Sound source segregation of multiple concurrent talkers via Short-Time Target Cancellation
Cantu, Marcos Antonio
MetadataShow full item record
The Short-Time Target Cancellation (STTC) algorithm, developed as part of this dissertation research, is a “Cocktail Party Problem” processor that can boost speech intelligibility for a target talker from a specified “look” direction, while suppressing the intelligibility of competing talkers. The algorithm holds promise for both automatic speech recognition and assistive listening device applications. The STTC algorithm operates on a frame-by-frame basis, leverages the computational efficiency of the Fast Fourier Transform (FFT), and is designed to run in real time. Notably, performance in objective measures of speech intelligibility and sound source segregation is comparable to that of the Ideal Binary Mask (IBM) and Ideal Ratio Mask (IRM). Because the STTC algorithm computes a time-frequency mask that can be applied independently to both the left and right signals, binaural cues for spatial hearing, including Interaural Time Differences (ITDs), Interaural Level Differences (ILDs) and spectral cues, can be preserved in potential hearing aid applications.
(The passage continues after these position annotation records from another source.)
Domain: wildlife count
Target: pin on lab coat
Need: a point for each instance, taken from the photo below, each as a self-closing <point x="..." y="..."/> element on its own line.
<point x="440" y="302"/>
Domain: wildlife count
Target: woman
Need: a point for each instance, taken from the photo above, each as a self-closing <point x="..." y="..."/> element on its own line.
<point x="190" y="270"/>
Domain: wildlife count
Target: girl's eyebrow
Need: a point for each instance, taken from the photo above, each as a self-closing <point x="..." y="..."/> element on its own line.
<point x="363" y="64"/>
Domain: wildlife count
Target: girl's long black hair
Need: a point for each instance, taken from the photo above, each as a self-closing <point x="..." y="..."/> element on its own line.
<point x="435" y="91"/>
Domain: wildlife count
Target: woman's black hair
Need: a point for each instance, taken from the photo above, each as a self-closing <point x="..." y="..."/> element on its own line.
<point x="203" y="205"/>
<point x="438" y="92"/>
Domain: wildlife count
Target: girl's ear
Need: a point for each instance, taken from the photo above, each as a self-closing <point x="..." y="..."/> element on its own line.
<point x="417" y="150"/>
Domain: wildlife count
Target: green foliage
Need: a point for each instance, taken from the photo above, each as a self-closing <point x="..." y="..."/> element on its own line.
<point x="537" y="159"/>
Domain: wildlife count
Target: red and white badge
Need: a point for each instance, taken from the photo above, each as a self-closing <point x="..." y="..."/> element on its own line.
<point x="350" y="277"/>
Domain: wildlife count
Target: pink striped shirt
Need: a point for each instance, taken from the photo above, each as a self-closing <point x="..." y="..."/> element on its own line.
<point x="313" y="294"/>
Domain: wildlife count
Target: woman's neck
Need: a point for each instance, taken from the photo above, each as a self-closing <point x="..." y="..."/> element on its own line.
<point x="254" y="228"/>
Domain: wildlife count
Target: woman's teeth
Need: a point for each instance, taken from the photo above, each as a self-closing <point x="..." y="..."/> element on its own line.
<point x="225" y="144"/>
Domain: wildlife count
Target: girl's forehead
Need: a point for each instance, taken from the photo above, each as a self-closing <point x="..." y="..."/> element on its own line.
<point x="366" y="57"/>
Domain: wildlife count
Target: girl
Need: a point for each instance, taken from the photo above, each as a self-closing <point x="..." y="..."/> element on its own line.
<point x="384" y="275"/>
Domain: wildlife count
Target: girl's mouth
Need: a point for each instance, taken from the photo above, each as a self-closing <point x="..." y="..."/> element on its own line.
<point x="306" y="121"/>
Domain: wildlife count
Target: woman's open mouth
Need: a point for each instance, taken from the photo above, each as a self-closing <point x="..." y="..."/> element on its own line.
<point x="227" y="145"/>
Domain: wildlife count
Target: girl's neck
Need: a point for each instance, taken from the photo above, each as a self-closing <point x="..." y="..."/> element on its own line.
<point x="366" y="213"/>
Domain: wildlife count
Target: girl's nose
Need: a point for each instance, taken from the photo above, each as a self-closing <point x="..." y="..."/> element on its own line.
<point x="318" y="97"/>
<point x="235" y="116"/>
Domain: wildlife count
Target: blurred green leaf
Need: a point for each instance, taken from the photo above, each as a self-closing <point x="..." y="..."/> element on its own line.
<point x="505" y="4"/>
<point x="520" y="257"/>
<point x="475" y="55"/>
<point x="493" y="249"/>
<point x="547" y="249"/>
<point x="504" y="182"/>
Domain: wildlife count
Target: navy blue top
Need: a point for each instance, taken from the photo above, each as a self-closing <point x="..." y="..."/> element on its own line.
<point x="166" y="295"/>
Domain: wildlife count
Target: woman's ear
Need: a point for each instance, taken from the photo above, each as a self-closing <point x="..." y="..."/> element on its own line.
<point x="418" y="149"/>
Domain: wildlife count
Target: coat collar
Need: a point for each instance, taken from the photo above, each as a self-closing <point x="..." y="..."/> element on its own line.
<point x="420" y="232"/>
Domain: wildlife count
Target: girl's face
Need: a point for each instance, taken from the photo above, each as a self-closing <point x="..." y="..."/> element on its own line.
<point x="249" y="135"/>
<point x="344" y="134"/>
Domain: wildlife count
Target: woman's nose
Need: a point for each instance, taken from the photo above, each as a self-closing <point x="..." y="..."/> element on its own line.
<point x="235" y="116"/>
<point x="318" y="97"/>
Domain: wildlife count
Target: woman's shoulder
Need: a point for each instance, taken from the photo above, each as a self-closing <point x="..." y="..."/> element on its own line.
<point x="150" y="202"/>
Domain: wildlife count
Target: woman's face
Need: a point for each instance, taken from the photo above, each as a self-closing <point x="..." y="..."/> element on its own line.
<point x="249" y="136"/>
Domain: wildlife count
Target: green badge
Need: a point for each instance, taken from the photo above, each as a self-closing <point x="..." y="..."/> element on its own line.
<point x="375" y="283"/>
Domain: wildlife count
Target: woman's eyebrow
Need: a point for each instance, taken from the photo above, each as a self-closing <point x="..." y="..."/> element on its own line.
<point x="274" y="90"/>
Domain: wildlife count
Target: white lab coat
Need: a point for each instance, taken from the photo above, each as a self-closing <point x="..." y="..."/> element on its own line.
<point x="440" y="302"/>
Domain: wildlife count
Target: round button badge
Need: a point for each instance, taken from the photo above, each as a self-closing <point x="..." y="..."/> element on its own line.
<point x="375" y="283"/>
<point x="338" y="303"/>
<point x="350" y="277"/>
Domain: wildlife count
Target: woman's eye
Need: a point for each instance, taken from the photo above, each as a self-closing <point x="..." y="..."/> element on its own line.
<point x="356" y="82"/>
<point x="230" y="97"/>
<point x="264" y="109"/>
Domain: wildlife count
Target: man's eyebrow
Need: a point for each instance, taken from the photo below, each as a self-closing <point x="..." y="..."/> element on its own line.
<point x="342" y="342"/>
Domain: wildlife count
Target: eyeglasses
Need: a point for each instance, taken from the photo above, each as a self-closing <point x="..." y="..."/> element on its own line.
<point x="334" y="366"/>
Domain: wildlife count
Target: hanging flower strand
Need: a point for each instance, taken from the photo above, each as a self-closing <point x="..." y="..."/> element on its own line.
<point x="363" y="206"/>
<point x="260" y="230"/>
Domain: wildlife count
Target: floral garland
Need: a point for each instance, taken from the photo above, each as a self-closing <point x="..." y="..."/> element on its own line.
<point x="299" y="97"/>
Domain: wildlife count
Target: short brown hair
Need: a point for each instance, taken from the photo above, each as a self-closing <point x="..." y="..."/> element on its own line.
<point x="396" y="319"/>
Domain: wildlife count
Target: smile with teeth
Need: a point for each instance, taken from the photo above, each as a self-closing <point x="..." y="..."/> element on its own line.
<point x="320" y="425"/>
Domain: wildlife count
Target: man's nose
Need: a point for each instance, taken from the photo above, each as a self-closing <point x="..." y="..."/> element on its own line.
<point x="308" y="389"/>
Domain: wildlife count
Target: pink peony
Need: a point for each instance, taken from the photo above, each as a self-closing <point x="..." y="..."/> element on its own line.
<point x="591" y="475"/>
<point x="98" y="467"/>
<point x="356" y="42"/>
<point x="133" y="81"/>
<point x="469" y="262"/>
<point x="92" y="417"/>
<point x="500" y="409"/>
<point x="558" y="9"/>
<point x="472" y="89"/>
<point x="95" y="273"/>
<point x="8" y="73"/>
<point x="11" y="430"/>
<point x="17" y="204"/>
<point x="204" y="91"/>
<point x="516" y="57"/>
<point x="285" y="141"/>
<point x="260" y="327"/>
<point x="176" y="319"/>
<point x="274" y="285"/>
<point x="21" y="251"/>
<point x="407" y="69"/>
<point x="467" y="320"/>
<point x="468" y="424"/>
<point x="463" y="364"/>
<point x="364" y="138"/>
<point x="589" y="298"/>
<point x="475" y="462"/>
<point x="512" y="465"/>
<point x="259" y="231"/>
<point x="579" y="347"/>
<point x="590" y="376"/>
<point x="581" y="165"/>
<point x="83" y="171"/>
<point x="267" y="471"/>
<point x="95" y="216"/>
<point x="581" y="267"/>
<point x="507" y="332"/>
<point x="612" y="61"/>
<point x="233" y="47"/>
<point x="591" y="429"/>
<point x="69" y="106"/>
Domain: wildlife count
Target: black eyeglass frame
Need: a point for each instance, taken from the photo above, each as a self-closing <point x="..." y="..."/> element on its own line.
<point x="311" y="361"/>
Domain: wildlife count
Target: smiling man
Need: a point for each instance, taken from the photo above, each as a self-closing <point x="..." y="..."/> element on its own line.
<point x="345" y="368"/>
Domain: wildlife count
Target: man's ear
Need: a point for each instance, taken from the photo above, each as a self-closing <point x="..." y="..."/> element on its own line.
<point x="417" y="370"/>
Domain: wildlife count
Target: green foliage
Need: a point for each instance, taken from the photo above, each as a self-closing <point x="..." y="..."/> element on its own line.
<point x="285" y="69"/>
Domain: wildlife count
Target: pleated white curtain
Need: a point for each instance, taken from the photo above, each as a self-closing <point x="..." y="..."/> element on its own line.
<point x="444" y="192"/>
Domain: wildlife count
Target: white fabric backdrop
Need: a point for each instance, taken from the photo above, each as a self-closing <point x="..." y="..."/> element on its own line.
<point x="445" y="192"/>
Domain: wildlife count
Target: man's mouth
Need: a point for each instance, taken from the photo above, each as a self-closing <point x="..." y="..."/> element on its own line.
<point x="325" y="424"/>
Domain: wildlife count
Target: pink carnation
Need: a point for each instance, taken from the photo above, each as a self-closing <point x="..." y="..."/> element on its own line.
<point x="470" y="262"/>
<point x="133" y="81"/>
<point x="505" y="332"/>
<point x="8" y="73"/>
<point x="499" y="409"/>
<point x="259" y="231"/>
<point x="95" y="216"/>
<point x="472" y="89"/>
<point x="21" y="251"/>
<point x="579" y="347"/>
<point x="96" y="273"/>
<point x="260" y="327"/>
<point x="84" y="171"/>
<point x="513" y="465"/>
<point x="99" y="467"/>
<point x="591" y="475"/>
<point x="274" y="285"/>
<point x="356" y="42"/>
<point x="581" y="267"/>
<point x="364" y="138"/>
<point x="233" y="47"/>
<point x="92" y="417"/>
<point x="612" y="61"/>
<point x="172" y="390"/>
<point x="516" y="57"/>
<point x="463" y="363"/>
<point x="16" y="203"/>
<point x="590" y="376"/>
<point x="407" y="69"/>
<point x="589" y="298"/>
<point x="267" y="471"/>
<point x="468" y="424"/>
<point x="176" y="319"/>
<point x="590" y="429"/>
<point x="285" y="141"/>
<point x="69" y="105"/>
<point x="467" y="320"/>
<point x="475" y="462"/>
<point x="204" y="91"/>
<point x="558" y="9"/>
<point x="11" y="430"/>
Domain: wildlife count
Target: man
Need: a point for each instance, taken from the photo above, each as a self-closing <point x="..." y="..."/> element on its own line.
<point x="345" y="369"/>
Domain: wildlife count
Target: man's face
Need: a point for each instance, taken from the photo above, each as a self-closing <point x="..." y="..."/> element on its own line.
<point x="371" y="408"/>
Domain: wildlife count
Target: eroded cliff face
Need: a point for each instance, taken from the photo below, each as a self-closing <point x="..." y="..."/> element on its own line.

A minimalist design for a proposed STTC Assistive Listening Device (ALD), consisting of six microphones embedded in the frame of a pair of eyeglasses, is presented and evaluated using virtual room acoustics and both objective and behavioral measures. The results suggest that the proposed STTC ALD can provide a significant speech intelligibility benefit in complex auditory scenes comprised of multiple spatially separated talkers.